Hi all, I have a custom regression model implemented in pytorch and I am noticing some discrepancies in performance that seem larger than random drift.
First let me describe my data. I have a training set(generated ‘randomly’), a dummy test set(generated ‘randomly’ in the same way as the training set), and a real world test set(significantly smaller than the dummy test set, not generated in the same way)
There are 3 cases I am comparing:
case 1: training model(custom nn.Module) with no jit at all
case 2: training torch.jit.script(model) where modules are custom nn.Module
case 3: training model where nn.Modules have been rewritten as torch.jit.ScriptModules with all methods decorated with @torch.jit.script_method.
In case 1 and 2 the results are similar enough in terms of test/predict error and run times.

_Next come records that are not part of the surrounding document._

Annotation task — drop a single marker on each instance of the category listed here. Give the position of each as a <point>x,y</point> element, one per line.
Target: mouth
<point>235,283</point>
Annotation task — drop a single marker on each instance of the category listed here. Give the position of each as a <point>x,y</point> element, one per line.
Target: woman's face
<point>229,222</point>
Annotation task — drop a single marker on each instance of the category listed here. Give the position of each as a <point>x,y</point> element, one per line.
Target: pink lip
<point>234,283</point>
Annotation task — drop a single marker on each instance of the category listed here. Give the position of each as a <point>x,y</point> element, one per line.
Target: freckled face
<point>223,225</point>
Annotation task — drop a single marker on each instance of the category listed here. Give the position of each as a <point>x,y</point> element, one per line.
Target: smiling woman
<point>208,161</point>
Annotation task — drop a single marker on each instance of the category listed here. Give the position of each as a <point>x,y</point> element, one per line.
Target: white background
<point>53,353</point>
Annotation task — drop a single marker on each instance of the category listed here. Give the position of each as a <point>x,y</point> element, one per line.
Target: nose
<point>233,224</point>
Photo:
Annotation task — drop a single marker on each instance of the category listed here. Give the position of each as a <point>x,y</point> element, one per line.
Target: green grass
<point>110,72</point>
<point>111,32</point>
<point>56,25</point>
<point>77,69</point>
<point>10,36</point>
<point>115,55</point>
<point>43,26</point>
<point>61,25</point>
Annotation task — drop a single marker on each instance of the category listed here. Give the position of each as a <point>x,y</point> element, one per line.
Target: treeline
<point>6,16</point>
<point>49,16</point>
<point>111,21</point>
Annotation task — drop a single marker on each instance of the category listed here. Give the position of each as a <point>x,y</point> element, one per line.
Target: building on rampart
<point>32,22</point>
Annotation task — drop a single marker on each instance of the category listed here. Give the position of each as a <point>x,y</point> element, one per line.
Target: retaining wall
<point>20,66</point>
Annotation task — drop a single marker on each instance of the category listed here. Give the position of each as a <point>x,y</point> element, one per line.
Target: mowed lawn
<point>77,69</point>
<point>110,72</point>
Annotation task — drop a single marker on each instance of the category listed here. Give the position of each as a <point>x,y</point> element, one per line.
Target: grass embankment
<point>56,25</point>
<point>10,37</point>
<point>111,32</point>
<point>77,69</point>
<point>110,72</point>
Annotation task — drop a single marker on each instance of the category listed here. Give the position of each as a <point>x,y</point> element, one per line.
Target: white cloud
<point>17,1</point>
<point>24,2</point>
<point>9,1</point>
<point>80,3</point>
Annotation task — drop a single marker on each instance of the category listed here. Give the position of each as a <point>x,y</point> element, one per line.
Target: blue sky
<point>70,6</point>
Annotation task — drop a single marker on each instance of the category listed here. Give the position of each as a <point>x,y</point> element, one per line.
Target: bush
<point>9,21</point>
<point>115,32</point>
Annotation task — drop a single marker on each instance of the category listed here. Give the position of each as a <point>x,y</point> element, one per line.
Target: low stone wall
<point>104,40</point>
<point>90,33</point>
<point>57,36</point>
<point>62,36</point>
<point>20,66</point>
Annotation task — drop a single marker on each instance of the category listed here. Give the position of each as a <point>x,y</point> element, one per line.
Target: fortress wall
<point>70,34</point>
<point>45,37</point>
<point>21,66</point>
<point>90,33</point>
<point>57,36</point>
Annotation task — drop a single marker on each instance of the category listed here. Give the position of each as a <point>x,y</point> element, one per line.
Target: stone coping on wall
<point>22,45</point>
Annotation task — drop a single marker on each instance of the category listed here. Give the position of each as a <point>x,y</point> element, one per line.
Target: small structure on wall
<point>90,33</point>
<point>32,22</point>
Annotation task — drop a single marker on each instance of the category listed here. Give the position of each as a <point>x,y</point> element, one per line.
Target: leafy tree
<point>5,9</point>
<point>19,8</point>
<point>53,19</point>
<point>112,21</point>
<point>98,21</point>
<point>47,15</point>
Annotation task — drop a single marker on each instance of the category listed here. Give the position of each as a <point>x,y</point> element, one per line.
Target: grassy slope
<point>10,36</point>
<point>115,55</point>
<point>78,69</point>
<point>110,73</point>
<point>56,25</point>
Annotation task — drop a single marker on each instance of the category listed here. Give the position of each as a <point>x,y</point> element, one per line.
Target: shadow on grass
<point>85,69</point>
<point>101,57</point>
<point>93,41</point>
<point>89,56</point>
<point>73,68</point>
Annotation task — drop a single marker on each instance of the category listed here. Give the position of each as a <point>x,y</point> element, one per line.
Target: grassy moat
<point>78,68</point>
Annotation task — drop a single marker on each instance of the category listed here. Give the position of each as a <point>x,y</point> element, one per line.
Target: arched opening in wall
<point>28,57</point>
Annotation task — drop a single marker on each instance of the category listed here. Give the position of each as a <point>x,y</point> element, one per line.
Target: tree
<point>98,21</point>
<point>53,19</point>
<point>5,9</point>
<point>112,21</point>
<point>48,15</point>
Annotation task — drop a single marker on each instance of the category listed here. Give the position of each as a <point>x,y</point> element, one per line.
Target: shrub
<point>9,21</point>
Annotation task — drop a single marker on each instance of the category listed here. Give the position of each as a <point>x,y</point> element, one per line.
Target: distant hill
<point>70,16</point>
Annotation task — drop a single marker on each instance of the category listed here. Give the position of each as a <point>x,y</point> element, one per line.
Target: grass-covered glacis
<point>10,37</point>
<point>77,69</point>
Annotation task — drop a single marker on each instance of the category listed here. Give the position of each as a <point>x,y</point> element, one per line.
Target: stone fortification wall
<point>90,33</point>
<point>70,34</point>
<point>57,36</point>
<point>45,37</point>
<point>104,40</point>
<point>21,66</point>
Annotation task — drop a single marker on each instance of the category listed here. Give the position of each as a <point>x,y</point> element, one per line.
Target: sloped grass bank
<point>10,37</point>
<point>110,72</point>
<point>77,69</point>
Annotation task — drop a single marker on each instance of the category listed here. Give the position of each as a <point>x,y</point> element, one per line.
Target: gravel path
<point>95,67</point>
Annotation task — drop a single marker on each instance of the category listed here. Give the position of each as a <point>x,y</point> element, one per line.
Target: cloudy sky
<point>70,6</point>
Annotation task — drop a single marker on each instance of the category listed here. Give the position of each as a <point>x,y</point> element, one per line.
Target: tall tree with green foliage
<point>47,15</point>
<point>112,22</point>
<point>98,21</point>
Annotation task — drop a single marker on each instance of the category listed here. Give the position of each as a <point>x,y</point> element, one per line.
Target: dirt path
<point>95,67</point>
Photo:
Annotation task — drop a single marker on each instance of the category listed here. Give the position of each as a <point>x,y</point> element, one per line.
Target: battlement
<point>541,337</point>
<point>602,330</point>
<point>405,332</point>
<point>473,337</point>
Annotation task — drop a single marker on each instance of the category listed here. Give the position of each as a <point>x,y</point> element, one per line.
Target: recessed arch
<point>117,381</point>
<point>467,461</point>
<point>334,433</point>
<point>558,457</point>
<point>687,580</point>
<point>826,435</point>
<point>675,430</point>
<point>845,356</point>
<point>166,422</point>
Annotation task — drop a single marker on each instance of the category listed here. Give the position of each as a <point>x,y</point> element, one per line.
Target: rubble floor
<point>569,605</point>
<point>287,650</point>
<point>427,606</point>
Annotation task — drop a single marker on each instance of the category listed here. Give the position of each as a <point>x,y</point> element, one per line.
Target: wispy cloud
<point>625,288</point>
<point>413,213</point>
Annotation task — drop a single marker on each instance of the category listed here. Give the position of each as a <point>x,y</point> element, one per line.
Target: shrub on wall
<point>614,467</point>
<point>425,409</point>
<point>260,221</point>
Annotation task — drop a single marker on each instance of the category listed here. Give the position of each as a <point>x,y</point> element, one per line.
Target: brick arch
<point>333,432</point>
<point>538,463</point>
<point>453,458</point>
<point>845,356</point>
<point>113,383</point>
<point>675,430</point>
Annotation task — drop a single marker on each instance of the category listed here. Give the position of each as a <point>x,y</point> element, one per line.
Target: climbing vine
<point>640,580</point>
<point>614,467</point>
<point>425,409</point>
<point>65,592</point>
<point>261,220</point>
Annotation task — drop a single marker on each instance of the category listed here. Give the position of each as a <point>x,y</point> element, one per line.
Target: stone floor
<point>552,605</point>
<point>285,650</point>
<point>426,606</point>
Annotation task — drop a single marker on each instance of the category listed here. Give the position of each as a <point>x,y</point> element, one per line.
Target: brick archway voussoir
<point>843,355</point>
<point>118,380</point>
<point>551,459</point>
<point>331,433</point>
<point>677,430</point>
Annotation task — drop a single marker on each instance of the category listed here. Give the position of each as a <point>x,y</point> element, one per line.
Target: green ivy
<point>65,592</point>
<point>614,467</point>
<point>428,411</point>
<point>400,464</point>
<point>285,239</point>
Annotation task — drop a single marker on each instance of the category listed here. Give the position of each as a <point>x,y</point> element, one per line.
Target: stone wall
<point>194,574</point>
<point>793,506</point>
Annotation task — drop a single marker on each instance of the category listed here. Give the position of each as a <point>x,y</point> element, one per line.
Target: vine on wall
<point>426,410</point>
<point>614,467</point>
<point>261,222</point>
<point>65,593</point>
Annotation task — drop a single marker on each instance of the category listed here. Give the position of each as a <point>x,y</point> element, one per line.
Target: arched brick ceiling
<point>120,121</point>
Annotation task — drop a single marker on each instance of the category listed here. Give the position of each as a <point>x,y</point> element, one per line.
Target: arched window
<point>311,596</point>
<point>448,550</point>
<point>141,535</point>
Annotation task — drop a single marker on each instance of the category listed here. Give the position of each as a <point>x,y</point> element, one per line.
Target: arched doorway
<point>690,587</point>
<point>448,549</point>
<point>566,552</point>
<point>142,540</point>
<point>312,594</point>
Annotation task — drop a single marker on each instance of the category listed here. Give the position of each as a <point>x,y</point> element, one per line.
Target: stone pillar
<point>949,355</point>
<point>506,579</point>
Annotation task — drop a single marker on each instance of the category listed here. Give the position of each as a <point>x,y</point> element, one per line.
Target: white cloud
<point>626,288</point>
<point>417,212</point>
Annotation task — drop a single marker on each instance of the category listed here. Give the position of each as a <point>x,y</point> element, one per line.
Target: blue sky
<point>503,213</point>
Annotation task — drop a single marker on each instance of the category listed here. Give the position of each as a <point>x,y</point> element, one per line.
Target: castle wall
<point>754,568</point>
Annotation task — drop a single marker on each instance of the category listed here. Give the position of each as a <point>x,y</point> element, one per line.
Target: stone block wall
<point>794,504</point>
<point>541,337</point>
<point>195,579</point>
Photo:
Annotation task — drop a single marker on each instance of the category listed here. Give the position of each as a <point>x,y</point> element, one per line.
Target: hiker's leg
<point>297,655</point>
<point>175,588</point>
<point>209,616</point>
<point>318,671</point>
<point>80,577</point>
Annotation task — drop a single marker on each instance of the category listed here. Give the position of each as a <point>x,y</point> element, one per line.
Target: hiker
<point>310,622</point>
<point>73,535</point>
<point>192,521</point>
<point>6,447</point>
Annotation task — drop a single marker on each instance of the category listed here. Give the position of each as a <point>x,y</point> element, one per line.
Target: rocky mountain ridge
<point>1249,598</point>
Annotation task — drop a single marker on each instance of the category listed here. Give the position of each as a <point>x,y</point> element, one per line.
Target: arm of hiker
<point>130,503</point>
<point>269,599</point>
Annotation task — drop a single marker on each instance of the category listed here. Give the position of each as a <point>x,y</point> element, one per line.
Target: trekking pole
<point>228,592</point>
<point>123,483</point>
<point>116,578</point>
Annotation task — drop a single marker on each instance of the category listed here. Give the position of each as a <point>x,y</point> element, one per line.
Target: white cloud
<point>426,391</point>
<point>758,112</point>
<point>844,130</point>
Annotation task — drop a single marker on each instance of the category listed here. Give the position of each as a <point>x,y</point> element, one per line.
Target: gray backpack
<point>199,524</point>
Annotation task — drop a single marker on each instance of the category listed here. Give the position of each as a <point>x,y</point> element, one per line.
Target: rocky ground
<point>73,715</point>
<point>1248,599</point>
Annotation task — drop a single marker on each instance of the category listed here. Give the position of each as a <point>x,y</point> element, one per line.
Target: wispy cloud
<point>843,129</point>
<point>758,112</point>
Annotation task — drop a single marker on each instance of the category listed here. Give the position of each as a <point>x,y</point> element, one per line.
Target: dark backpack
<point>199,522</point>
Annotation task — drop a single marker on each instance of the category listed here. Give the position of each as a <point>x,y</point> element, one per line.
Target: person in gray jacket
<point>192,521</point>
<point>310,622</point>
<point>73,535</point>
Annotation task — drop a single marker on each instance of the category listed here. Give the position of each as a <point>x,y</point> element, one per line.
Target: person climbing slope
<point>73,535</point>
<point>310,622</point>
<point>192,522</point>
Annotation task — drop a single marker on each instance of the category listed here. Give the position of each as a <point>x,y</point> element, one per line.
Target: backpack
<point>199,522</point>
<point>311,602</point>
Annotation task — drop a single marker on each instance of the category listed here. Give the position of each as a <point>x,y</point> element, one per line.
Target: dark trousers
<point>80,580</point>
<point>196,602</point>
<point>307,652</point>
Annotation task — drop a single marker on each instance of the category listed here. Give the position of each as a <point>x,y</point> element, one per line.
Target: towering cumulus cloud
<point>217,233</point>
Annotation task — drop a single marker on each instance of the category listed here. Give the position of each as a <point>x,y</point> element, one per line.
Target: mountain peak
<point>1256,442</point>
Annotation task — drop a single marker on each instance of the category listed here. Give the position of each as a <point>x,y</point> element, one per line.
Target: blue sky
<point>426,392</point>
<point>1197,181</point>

Case 3 is where things get interesting. In case 3 I obtain significantly worse results with respect to a subset of the output features( ~10% worse MAPE than case 1 and 2) on the dummy test set. This is fine, it probably means there’s a bug in my ScriptModule code. BUT, using this ScriptModule to predict on the real world test set yields a result ~10% better than case 1 or 2. The issue here is twofold. First, I don’t actually care about my results on the dummy test set. Second, in this case I have ground truth knowledge for my real world test data, but in reality I will not have access to this knowledge and can only compare models in terms of their performance on dummy test data. How do I proceed in situations like this? I feel like I’ve opened pandora’s box here because I only started using jit to obtain some performance gains and was not expecting large differences in model results.